There are three key reasons why developers and engineers do not behave as professionally as other business people.  First, they see the world differently and judge their value from a different frame of reference.  Next, developers embrace sub-cultures that do not respect authority.  An engineer or developer appreciates accomplishment or skill.  Finally, developers being more creative and intelligent, often chafe at rules made by others.  These three ingredients combine into a perfect stew of unprofessional behavior.  I will talk about how to work with these realities in my next blog.

Look forward to seeing you then.

Until next time.


Monday, June 22, 2020

Motivate Others Instead of Bossing Them

Motivation is Powerful

The biggest challenge for a coach or leader is motivating others.  If anyone could do it, the world would be a different place.  Problems like hunger, climate change, and a properly fitting pair of slacks would quickly happen because people would want to address those problems.  In reality, we struggle with these challenges because it is hard to motivate others, and there is an entire group of people who want to discourage people from thinking there are solutions to these issues.  Motivation is getting people to swim against the current of conventional wisdom. 
Motivating others is a full-time job.  It requires the application of soft techniques of persuasion and other times the blunt force of human resources.  People want to feel useful and challenged, but often they settle for security and routine.  A leader needs to work with these messy people and give them a chance to rise to their circumstances.  I struggle with this because I come from a command and control environment.  I would discover later in my career; this approach does not work with technical or creative professionals. 
The global economy has shifted from building things to creating experiences, services, and ideas.  It is a complicated process, and it requires more than following orders.  It requires looking at things from different perspectives.  The creative process requires a sense of craft.  Finally, it demands that people look at problems and question established answers.  People who excel at these skills are rarely the type to follow orders.  

Because we rely on information and creativity more than ever, leaders need to convince people why things need to happen instead of what needs to happen.  Give a problem to a bunch of creative people and tell them why it needs solving; you will be surprised by the effort they will put into solving it.  Telling people why something is essential creates a common cause with the team.  Explaining the urgency and necessity gives importance to work.  People with purpose are better than those with a plan.

So as a leader, you need to show others where you want them to be rather than telling them.
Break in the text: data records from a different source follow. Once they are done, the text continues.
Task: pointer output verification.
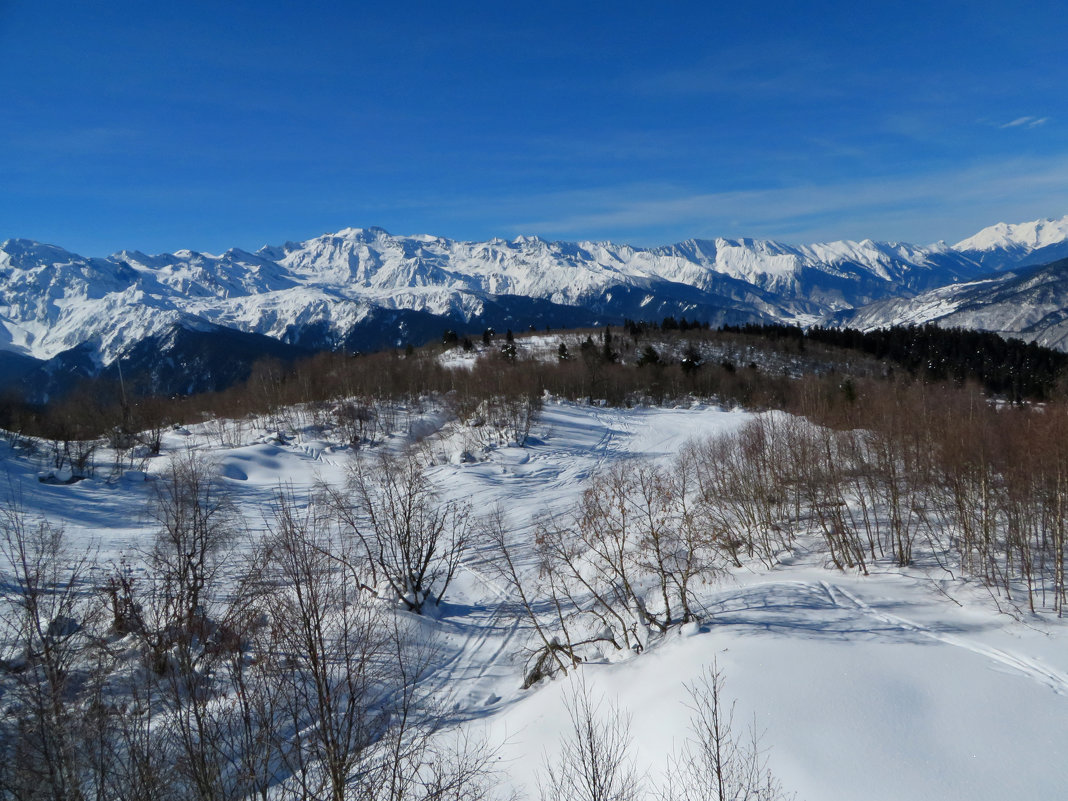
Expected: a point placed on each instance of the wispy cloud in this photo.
(917, 208)
(1026, 122)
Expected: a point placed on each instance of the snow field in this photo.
(900, 685)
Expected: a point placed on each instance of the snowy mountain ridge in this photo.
(344, 289)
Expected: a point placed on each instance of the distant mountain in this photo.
(363, 288)
(1006, 246)
(1029, 303)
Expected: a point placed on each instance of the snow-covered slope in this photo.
(1029, 303)
(906, 684)
(1006, 245)
(363, 287)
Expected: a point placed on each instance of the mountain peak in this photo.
(1023, 235)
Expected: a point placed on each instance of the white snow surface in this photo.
(52, 300)
(1017, 236)
(902, 685)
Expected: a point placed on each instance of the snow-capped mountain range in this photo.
(362, 288)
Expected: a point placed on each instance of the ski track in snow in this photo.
(1010, 662)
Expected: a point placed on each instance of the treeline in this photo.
(1007, 367)
(755, 366)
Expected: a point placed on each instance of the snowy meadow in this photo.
(266, 610)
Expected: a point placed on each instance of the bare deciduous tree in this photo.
(594, 763)
(412, 540)
(718, 763)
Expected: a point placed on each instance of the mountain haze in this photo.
(364, 288)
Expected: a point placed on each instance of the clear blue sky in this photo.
(159, 126)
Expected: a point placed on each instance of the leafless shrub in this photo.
(595, 760)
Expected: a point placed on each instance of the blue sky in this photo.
(159, 126)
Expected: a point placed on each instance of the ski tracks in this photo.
(1010, 662)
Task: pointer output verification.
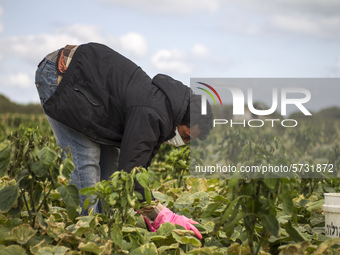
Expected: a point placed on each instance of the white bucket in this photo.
(332, 214)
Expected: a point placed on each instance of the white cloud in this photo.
(338, 64)
(1, 23)
(171, 61)
(167, 6)
(316, 18)
(199, 50)
(181, 62)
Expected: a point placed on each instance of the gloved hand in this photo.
(165, 215)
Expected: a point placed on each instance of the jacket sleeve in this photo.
(141, 138)
(140, 141)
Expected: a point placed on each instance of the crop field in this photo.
(39, 209)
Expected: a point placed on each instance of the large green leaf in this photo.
(8, 197)
(67, 168)
(143, 179)
(21, 234)
(149, 248)
(13, 250)
(69, 194)
(39, 168)
(47, 155)
(294, 234)
(4, 160)
(117, 236)
(55, 250)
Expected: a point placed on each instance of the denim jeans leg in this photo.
(85, 153)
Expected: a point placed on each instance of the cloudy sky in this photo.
(181, 38)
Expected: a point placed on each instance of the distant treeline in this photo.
(7, 106)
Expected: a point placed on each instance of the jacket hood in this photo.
(177, 93)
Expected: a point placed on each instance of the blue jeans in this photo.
(93, 162)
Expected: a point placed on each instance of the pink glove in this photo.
(165, 215)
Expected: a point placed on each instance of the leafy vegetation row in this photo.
(40, 209)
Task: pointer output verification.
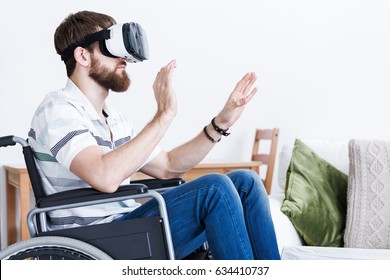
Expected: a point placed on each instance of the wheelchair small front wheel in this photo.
(52, 248)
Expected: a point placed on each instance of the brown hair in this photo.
(75, 27)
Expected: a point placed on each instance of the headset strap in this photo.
(84, 42)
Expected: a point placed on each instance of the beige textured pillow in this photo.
(368, 195)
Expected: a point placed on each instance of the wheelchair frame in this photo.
(63, 246)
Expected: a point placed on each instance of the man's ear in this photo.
(82, 56)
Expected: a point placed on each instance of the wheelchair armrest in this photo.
(155, 184)
(89, 194)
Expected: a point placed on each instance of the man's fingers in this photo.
(246, 82)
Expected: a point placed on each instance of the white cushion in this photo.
(334, 152)
(333, 253)
(286, 234)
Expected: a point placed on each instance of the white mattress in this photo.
(331, 253)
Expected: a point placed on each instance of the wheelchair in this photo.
(134, 239)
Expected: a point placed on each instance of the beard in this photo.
(108, 79)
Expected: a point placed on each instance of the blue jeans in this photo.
(230, 211)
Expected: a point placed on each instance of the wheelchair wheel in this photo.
(52, 248)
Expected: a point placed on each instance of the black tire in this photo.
(52, 248)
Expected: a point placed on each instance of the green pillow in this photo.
(315, 199)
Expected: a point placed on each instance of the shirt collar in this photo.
(73, 92)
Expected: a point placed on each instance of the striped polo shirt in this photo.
(63, 125)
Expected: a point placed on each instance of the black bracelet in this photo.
(209, 137)
(218, 129)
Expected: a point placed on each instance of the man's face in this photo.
(115, 79)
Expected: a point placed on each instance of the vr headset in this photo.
(127, 40)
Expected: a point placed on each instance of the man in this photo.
(80, 142)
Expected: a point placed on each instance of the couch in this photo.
(290, 241)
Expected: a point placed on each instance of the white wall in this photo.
(323, 66)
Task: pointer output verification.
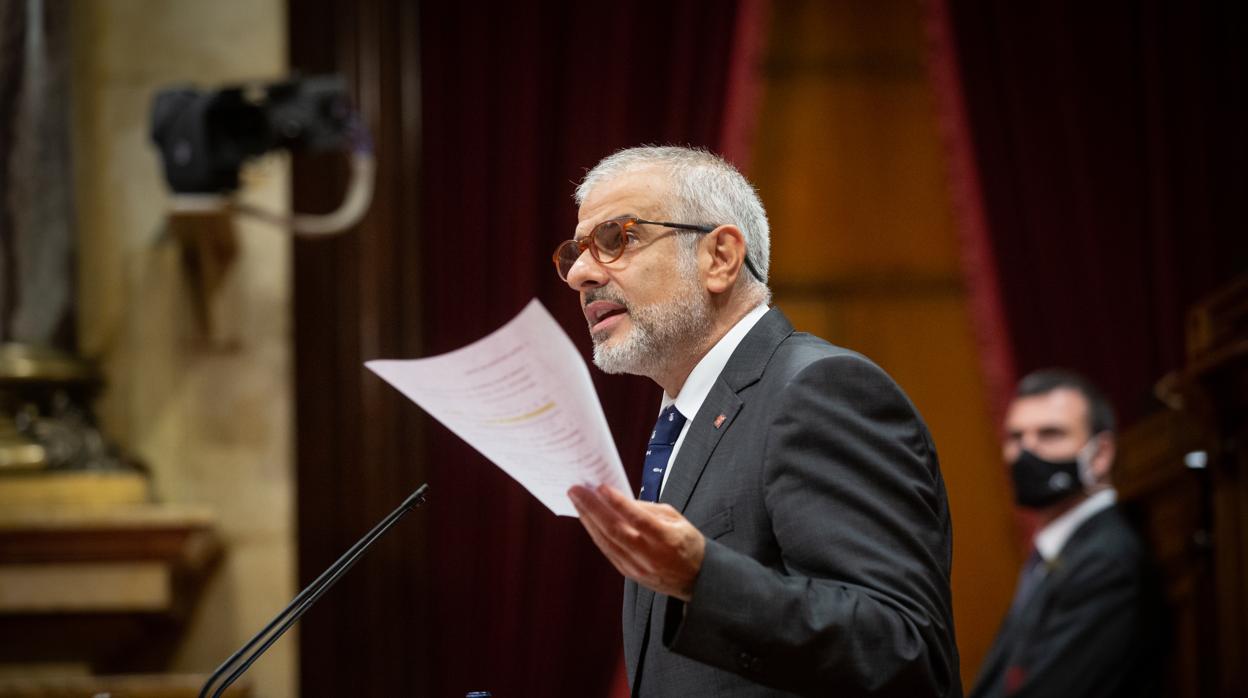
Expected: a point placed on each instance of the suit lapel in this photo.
(741, 371)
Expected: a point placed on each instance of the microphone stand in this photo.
(247, 654)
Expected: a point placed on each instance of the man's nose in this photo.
(585, 272)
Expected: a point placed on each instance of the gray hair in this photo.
(708, 190)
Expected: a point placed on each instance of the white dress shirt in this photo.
(703, 377)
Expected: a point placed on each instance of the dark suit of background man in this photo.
(801, 541)
(1087, 618)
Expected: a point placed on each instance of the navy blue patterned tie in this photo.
(658, 452)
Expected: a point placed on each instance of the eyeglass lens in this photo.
(605, 242)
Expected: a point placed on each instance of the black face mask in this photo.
(1040, 483)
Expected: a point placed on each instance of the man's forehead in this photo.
(1066, 407)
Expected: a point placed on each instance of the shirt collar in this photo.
(703, 377)
(1052, 538)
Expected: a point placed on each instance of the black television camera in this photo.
(205, 136)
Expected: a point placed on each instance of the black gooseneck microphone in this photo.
(247, 654)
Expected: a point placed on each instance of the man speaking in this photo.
(791, 533)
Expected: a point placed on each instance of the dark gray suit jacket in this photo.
(1095, 627)
(828, 537)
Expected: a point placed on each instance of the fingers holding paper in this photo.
(649, 543)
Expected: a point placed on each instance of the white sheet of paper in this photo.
(523, 397)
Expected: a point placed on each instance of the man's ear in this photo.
(726, 249)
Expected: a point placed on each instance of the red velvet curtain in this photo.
(1100, 160)
(517, 103)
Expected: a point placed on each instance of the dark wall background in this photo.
(1112, 167)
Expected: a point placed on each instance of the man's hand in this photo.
(649, 543)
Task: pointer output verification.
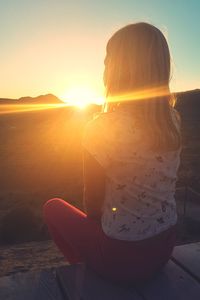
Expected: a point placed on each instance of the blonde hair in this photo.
(137, 74)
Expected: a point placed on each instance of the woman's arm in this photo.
(94, 186)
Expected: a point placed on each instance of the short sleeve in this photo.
(96, 142)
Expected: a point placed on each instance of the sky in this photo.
(57, 46)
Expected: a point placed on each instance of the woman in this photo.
(131, 157)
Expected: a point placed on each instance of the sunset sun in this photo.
(82, 96)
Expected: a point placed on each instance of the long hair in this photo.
(137, 75)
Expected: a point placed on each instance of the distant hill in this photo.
(188, 104)
(42, 99)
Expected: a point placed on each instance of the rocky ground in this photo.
(32, 256)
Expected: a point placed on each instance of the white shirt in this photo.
(140, 184)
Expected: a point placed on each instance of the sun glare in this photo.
(81, 97)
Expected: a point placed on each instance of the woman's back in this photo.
(140, 183)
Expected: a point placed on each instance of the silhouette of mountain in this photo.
(188, 104)
(42, 99)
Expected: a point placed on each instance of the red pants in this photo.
(81, 239)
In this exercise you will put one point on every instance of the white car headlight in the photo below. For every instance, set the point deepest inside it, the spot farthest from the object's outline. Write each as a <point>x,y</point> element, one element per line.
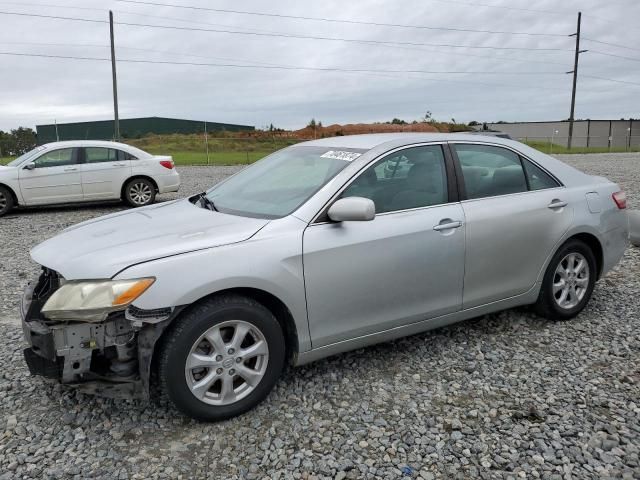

Act as an example by listening to others and avoid asking someone to do something you would not do yourself.  Support others as they struggle to come up with solutions and listen to what others have to say.   It is surprising what you will learn.  

I do not have a magic recipe for motivating others.  Each day, I do my best to explain why certain things should happen.  The team should be concerned with how it should happen.  Finally, try to be an example for others to emulate.  Motivating others is not an easy process, but if you can do it right, the results are deeply satisfying.